The majority, on the other hand, appears to be unsatisfied with the explanation it has received so far, and instead presses this subpoena. Regardless of why the majority seeks the subpoena, however, the fact remains that this subpoena is overbroad and premature. It is overbroad because, among other reasons, the majority once again seeks to compel information from line attorneys. I have pointed out many times how the Chairman has previously put himself on record as opposing such subpoenas. But the subpoena that he proposes today calls for any and all documents reflecting the views of any and all U.S. Attorneys involved in the operation, and also appears to compel production of documents reflecting the views of line attorneys within the Justice Department and the INS.

It is premature because it short-circuits the normal process by which Congressional committees work with the Administration to obtain documents they feel they need to see. The normal process when the Administration asserts a privilege – and in my view the appropriate one – is for Congress to negotiate with the Administration and attempt to reach a mutually agreeable compromise.

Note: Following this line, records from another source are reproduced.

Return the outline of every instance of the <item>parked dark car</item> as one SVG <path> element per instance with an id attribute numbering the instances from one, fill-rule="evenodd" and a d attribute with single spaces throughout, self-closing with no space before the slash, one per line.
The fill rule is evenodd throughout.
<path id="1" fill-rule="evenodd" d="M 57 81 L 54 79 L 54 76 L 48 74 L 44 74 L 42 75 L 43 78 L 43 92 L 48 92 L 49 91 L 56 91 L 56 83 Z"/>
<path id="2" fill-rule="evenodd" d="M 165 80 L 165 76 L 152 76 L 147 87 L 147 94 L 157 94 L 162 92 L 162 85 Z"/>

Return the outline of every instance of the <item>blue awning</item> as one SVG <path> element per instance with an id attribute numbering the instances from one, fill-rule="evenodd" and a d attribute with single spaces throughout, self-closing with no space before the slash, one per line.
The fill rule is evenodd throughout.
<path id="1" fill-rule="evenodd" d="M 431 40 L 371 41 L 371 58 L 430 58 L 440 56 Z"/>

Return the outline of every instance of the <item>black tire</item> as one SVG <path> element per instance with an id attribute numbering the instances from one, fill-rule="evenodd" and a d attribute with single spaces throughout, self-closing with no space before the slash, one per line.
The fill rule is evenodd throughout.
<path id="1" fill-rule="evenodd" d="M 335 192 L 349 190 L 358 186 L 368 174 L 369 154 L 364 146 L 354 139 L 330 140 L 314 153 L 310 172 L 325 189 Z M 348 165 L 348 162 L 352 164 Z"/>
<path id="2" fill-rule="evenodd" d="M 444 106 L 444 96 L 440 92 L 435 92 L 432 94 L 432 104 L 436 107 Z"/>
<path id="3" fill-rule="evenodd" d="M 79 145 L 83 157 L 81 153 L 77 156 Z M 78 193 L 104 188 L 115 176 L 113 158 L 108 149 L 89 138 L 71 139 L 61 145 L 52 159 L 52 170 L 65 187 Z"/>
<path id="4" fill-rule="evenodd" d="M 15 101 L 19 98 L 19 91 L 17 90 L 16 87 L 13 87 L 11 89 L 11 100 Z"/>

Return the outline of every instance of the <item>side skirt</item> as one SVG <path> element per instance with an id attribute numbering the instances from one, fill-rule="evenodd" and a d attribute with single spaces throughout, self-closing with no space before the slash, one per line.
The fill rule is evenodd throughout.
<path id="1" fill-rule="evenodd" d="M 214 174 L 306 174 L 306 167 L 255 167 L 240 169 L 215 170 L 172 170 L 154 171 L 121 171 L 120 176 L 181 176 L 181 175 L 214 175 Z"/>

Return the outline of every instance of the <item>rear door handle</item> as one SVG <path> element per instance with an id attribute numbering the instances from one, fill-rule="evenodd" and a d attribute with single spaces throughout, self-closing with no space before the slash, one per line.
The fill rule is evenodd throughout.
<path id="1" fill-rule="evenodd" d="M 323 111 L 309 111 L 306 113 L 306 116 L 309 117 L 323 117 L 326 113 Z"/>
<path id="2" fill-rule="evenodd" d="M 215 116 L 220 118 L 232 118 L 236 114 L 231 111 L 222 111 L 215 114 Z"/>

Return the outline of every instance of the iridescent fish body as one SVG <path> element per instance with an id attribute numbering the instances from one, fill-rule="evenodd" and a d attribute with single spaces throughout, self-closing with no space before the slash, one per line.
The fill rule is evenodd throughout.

The Administration has important interests to protect, such as its ability to gain a wide range of input from as many sources as possible, or its interest in protecting line attorneys from undue political pressure. Congress also has an important interest to protect -- its oversight responsibility. Quite often, we reach compromises; indeed, in my experience, the Justice Department has been willing to accommodate the needs of this Committee in investigation after investigation. If no compromise can be reached, and the circumstances otherwise warrant, then it is appropriate for us to subpoena documents or testimony that is necessary for us to do our job. But it is simply inappropriate – and transparently partisan – to subpoena documents that are the subject of ongoing and good-faith negotiations that are still in their early stage. Moreover, it is my understanding that the Justice Department last night offered the Chairman a compromise that would ensure Committee Members and staff the right to see the documents at issue. This offer makes the justification for a subpoena even flimsier.